When you look at baby food sold off the shelf in the supermarket, it will either be in a pouch or a jar, and in order to make the contents shelf stable it has been through either high-heat or pressure processing. Some believe such processes deplete some of the nutrients in the food - it's a contested notion, however, that doesn't seem to have been either proved or disproved satisfactorily. Another claim is that heat and pressure deplete the flavours of the food - now here's a hypothesis you could put to the test yourself with a blindfold!
Many of the big brand baby foods will also contain additives, thickeners, and in some cases, rather a lot of flour, sugar, and an excess of water - all things you won't find yourself throwing much, or any of, in your homemade baby fare.
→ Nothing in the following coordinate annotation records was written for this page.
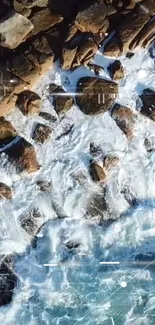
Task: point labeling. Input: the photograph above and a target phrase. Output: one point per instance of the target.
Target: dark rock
(13, 29)
(61, 103)
(91, 19)
(148, 100)
(41, 133)
(125, 119)
(8, 281)
(96, 68)
(5, 192)
(29, 103)
(95, 96)
(48, 117)
(7, 132)
(116, 70)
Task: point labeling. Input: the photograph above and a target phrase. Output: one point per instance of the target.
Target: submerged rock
(41, 133)
(5, 192)
(8, 281)
(95, 95)
(148, 100)
(29, 102)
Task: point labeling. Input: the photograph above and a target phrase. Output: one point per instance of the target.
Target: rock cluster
(33, 34)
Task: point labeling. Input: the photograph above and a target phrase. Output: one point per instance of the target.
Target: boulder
(29, 103)
(32, 221)
(125, 119)
(7, 132)
(23, 154)
(13, 29)
(61, 103)
(8, 281)
(44, 186)
(97, 172)
(5, 192)
(43, 20)
(91, 19)
(116, 70)
(95, 95)
(148, 103)
(41, 133)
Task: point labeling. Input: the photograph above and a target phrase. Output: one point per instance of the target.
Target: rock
(13, 30)
(32, 221)
(95, 96)
(8, 281)
(33, 3)
(29, 103)
(85, 52)
(5, 192)
(116, 70)
(96, 68)
(125, 34)
(23, 154)
(48, 117)
(143, 35)
(92, 18)
(41, 133)
(97, 172)
(68, 57)
(44, 185)
(7, 132)
(125, 119)
(61, 103)
(43, 20)
(148, 106)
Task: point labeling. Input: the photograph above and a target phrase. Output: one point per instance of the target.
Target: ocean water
(77, 288)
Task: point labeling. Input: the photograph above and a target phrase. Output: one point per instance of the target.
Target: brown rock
(148, 100)
(7, 132)
(61, 103)
(41, 133)
(125, 119)
(23, 154)
(116, 70)
(14, 29)
(92, 18)
(97, 172)
(95, 96)
(29, 103)
(5, 192)
(43, 20)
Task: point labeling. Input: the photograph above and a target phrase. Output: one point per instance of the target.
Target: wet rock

So because you yourself don't eat solely shelf-stable foods, you probably don't want your baby to either. But, we live in a real world where we tend to be busy and on a tight budget, and having a few jars of baby food in your pantry, with no expiry date looming over them, is incredibly handy.
If you're after a bought option that's prepared the same as you would do at home, check out the Little Angels range, it's snap-frozen in cubes so you can portion it out depending on your little one's appetite.
4. Nutty wisdom
The question of food allergies is a hot topic, with the number of babies and children displaying allergy symptoms on the up and up (quadrupling, in the US, since 2008). Until quite recently, official advice had been to hold off introducing foods like peanuts and shellfish until age one or older. However recent research at Kings' College London involving 628 babies who were at high risk of developing a peanut allergy showed that early exposure to peanut-based foods dramatically cut their sensitivity. This is certainly something to keep in mind, and discuss with a health professional to see how you can safely try to reduce your baby's allergy risk.